Page 2 of 2 FirstFirst 12
Results 11 to 20 of 20

Thread: Running the same kernel on multiple devices

  1. #11
    Member
    Join Date
    Sep 2009
    Posts
    35

    Re: Running the same kernel on multiple devices

    I've encountered on one more obstacle in specifications, even when trying to implement "secure" data transfer method with multiple buffers.
    Since clCreateKernel returns one object for all devices program has been built on, it's impossible to use clSetKernelArg with different buffers for different devices. This forces one to make multiple cl_program objects (one for each device), build the programs for their device, and create separate kernels. Ugly.
    clSetKernelArg could have optional parameter cl_device_id, since one kernel object for all devices limits the operations with kernel, like in this case.

    Tho, nVidia's OpenCL SDK is offering multi-gpu example, with the following unlogical solution to the problem:
    Code :
        for(unsigned int i = 0; i < ciDeviceCount; ++i ) 
        {
            workSize[i] = ...;
     
            // Input buffer
            d_Data[i] = clCreateBuffer(cxGPUContext, CL_MEM_READ_ONLY, workSize[i] * sizeof(float), NULL, &ciErrNum);
     
            // Copy data from host to device
            ciErrNum = clEnqueueCopyBuffer(commandQueue[i], h_DataBuffer, d_Data[i], workOffset[i] * sizeof(float), 0, workSize[i] * sizeof(float), 0, NULL, NULL);        
     
            // Output buffer
            d_Result[i] = clCreateBuffer(cxGPUContext, CL_MEM_WRITE_ONLY, ACCUM_N * sizeof(float), NULL, &ciErrNum);
     
            // Create kernel
            reduceKernel[i] = clCreateKernel(cpProgram, "reduce", &ciErrNum);
     
            // Set the args values and check for errors
            ciErrNum |= clSetKernelArg(reduceKernel[i], 0, sizeof(cl_mem), &d_Result[i]);
            ciErrNum |= clSetKernelArg(reduceKernel[i], 1, sizeof(cl_mem), &d_Data[i]);
            ciErrNum |= clSetKernelArg(reduceKernel[i], 2, sizeof(int), &workSize[i]);
     
            workOffset[i + 1] = ...;
        }

    reduceKernel[i] and clSetKernelArg usage in the example makes no sense to me.

  2. #12
    Senior Member
    Join Date
    Jul 2009
    Location
    Northern Europe
    Posts
    311

    Re: Running the same kernel on multiple devices

    You can create multiple kernels from the same program and set their arguments differently instead of duplicating the program.

    However, you should be able to enqueue a kernel with one set of arguments, change the arguments and enqueue it again. The runtime should take care of keeping track of what arguments each enqueued kernel should use. Given that you wouldn't even need to create multiple kernels unless it's more convenient for your program.

  3. #13
    Member
    Join Date
    Sep 2009
    Posts
    35

    Re: Running the same kernel on multiple devices

    So clSetKernelArg followed by enqueueing the kernel on specific devices tells OpenCL which device should get the data set by clSetKernelArg... interesting, thought unlogical and never mentioned in specs.

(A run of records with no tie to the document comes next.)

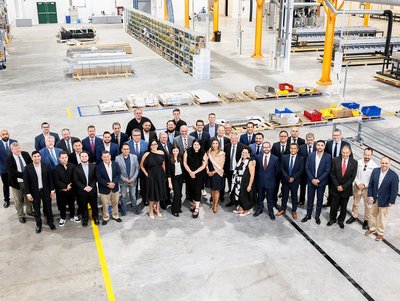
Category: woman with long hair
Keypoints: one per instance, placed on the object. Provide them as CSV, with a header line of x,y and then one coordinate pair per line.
x,y
195,162
215,172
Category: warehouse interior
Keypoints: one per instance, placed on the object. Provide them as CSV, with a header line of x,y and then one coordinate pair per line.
x,y
239,45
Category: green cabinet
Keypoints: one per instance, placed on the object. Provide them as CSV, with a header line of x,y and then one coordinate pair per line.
x,y
47,12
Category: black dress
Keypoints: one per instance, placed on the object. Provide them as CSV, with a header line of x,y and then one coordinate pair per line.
x,y
156,187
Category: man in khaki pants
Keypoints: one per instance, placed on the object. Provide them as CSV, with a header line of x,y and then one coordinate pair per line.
x,y
108,174
360,188
382,193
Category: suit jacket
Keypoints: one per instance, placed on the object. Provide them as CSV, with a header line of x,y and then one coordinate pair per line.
x,y
4,154
87,147
40,141
134,172
103,178
63,145
179,141
80,179
387,193
323,171
244,138
114,150
12,169
62,177
46,157
298,168
31,181
266,178
346,181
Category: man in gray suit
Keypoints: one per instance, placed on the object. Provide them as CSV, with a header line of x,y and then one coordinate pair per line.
x,y
129,166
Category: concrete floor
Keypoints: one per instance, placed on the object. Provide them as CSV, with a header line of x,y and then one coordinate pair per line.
x,y
216,257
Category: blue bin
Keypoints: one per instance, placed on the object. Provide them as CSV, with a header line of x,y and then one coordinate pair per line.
x,y
371,111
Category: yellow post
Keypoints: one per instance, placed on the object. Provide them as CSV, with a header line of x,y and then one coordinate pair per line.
x,y
258,36
366,17
187,14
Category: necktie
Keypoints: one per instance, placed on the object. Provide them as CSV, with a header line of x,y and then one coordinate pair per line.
x,y
344,168
291,166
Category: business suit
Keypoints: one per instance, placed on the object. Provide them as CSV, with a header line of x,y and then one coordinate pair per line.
x,y
128,187
31,182
3,170
322,175
86,145
15,180
81,182
108,195
341,198
265,182
40,140
295,173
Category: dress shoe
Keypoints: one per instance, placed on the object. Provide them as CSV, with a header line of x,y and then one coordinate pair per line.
x,y
351,220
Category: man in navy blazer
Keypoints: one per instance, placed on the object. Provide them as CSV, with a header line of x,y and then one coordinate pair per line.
x,y
382,193
267,168
108,174
292,166
40,140
5,151
318,167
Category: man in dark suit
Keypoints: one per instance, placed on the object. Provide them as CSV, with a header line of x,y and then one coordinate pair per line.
x,y
67,141
108,146
343,173
40,140
5,151
15,164
117,136
267,169
39,188
202,135
382,193
248,137
108,174
85,182
90,143
292,167
318,167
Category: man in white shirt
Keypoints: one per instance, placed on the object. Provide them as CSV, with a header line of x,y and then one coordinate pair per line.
x,y
360,187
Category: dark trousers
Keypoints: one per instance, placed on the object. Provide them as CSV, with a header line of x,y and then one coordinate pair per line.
x,y
310,199
269,194
293,188
64,199
177,183
6,188
89,198
46,209
336,203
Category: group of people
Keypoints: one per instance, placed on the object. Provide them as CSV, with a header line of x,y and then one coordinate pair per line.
x,y
117,166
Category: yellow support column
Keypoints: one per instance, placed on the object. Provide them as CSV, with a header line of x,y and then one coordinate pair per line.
x,y
258,36
366,17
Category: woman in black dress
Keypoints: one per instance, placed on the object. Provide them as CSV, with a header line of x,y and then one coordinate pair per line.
x,y
195,162
243,192
153,167
175,178
215,172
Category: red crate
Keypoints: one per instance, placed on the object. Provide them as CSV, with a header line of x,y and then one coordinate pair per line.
x,y
314,115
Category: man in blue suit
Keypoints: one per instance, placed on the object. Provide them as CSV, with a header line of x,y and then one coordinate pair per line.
x,y
50,154
318,167
108,146
5,151
40,140
267,168
382,193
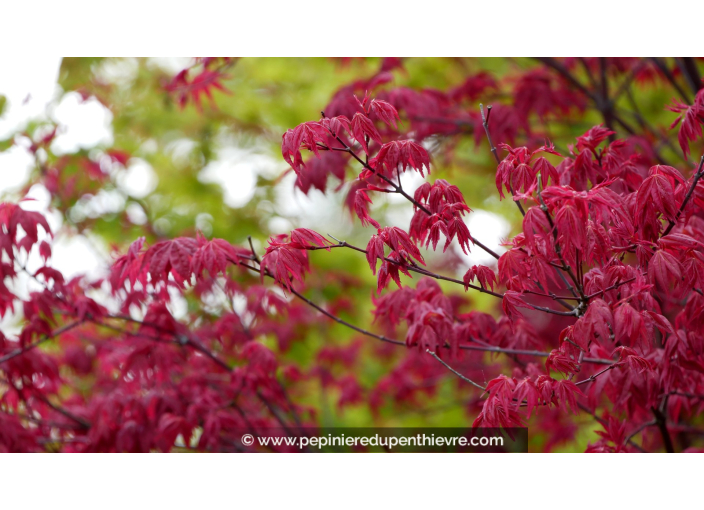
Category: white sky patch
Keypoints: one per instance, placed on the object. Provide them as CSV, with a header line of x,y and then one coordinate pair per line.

    More interesting, this example does set the kernel args after creating same kernel instances (reduceKernel[i]) *without* enqueueing directly after setting the args. reduceKernel[i] all are the same kernel, since clCreateKernel has no device argument... Makes no sense. Am I missing something?

  4. #14
    Senior Member
    Join Date
    Jul 2009
    Location
    Northern Europe
    Posts
    311

    Re: Running the same kernel on multiple devices

    A kernel is defined to run on any of the devices for which it was built. You can then enqueue it on multiple devices. Each time you do that you specify the device to which you want to enqueue it via the command queue passed in to clEnqueueNDRangeKernel.

    Think of cl_kernel as keeping track of which arguments are set for an instance of a kernel in a program. You can have as many of these argument sets (cl_kernels) as you want.

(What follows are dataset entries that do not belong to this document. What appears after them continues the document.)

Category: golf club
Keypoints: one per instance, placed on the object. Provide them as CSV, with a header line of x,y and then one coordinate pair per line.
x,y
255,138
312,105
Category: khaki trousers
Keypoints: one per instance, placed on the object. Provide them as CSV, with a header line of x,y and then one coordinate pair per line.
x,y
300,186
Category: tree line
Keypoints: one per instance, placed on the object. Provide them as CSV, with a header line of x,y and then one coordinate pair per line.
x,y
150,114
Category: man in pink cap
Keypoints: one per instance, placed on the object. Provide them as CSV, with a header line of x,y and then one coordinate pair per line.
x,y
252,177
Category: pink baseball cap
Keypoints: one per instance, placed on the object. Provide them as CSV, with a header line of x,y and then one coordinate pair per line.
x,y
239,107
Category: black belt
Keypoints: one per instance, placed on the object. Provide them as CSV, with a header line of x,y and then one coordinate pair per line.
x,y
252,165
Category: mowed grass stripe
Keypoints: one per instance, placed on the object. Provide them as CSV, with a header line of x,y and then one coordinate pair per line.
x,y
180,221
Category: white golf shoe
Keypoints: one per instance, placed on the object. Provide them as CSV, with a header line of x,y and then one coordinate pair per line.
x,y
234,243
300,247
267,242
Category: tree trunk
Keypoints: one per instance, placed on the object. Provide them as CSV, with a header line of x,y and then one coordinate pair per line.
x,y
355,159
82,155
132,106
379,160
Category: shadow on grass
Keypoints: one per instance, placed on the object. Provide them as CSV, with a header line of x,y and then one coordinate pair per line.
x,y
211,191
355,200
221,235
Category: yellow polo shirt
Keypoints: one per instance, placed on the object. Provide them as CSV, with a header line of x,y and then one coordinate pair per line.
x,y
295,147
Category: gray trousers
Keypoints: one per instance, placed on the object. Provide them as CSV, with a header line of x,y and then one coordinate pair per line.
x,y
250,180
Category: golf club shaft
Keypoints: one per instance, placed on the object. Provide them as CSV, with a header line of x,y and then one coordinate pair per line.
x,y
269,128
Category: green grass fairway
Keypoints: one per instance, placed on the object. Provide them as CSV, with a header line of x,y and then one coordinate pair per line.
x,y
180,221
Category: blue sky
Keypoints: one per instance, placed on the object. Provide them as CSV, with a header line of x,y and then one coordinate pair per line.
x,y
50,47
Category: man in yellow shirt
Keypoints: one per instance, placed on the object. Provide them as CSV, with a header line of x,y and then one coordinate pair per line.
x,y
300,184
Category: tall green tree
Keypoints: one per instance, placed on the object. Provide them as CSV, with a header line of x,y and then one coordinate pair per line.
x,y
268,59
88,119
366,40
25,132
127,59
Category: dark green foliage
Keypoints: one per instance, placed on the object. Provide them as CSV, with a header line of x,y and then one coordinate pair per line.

    The arguments for a kernel stay the same until you change them. When you enqueue a kernel it is the runtime's responsibility to keep track of which arguments were used for that enqueuing so after you have done that you can change them. It's not complicated, but it is a bit unclear that you can change the arguments after enqueuing the kernel.

  5. #15
    Member
    Join Date
    Sep 2009
    Posts
    35

    Re: Running the same kernel on multiple devices

    I know, you're not following me. To repeat myself one more time, nVidia's example acts contradictory to what we said.

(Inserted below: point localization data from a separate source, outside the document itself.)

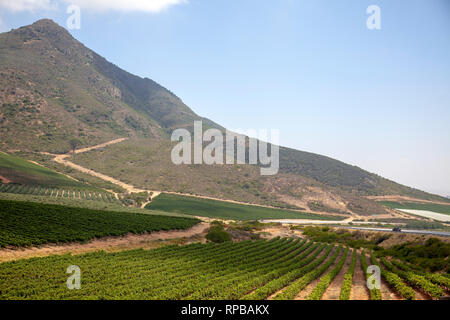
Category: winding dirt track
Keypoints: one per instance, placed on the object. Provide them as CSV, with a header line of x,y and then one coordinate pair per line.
x,y
130,241
62,159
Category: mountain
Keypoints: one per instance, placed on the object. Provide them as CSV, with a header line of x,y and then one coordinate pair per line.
x,y
53,89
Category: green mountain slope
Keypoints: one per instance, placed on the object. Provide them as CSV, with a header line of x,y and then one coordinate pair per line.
x,y
62,90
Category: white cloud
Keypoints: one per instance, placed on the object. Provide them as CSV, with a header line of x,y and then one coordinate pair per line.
x,y
92,5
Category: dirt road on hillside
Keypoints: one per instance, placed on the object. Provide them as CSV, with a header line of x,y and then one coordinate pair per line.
x,y
62,159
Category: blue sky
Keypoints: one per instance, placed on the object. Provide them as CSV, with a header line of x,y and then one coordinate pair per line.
x,y
378,99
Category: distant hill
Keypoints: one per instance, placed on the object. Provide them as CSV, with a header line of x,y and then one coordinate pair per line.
x,y
53,89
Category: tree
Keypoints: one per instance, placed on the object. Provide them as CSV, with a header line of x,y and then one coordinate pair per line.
x,y
74,143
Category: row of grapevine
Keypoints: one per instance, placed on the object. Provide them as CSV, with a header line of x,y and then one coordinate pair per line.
x,y
347,283
433,277
375,293
325,281
70,193
394,281
291,291
415,280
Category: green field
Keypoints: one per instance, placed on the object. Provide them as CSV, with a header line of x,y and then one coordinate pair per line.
x,y
27,223
246,270
439,208
22,171
226,210
59,193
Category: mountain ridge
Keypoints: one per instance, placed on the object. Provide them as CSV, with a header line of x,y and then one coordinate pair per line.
x,y
63,90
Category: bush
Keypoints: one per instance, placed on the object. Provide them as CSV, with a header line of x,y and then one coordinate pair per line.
x,y
217,234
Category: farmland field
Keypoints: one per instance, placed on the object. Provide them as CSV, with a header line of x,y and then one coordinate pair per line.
x,y
60,192
227,210
27,223
280,268
25,172
438,208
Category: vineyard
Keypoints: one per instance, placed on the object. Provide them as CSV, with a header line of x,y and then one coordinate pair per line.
x,y
69,193
280,268
227,210
28,223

    Quote Originally Posted by dbs2
    A kernel is defined to run on any of the devices for which it was built.
    Contradiction: reduceKernel[i] = clCreateKernel(cpProgram, "reduce", &ciErrNum);

    Quote Originally Posted by dbs2
    The arguments for a kernel stay the same until you change them. When you enqueue a kernel it is the runtime's responsibility to keep track of which arguments were used for that enqueuing so after you have done that you can change them.
    Contradiction: clSetKernelArg gets called in a loop, without any of enqueue function calls afterwards.
    After the mentioned loop, comes the loop of clEnqueueNDRangeKernel for each device, and kernel.

  6. #16
    Senior Member
    Join Date
    Jul 2009
    Location
    Northern Europe
    Posts
    311

    Re: Running the same kernel on multiple devices

    What Nvidia is doing is fine. They appear to want to have N kernels with N different arguments so they can run them all at once. You're right that I'm not following you here. I can build a program for all devices in a context and then enqueue a kernel from that program it on any device I want. I can also create as many kernels as I want. For example, if I wanted to have different arguments (as they appear to be doing) then I could either create multiple kernels with different arguments or setarg/enqueue multiple times. There's nothing wrong with what Nvidia is doing, and, in fact, if you want to quickly re-enqueue the kernel with the same arguments this is a fine way to do it. My point is just that this is not necessary. If you build the program for all devices in a context, assuming it builds without errors, you can then execute kernels created from that program on any of the devices.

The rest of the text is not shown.